Applications
· Isolation of RNA from archived FFPE samples for RT-PCR-based analysis.
The QuickExtract™ FFPE RNA Extraction Kit provides a fast, simple, and inexpensive method for preparing RNA from formalin-fixed, paraffin-embedded (FFPE) tissue samples for RT-PCR or real-time RT-PCR (Fig. 1). The kit requires only heat treatment to melt the paraffin, lyse cells, decrease formalin-induced cross-linking, and degrade compounds that may inhibit amplification. Optional DNase reagents are included for use in some downstream applications. Following heat treatment, the RNA sample is ready for RT-PCR.

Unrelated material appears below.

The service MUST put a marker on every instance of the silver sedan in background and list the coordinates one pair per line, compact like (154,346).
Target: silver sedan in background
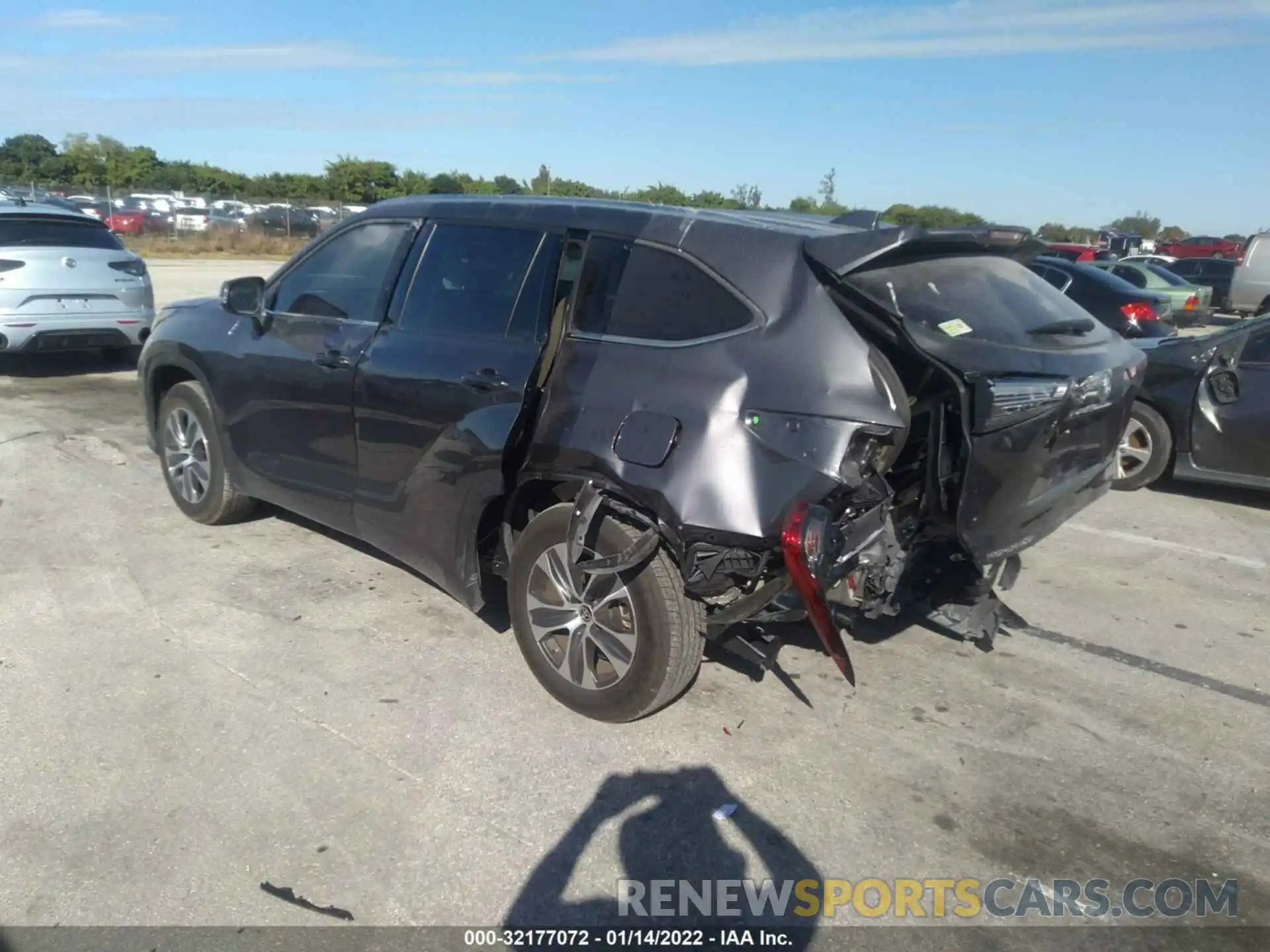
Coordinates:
(66,284)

While RNA from FFPE samples is often degraded and of poor quality, we have demonstrated that multiple transcripts can be extracted (Fig. 2) and that full-length coverage of the desired transcript is also possible (Fig. 3). The protocol is ideal for high-throughput applications, with minimal hands-on time required to process the sample. An optional protocol allows for simultaneous extraction of both RNA and DNA from the sample.
Benefits
· RT-PCR-ready extracted RNA in 30 minutes, ideal for high-throughput applications.
· No xylene or phenol extractions.
· No columns, transfers, or sample loss.
· Optional protocol allows simultaneous extraction of RNA and DNA from the same tissue sample.
Figure 1. Overview of the QuickExtract™ FFPE RNA extraction procedure.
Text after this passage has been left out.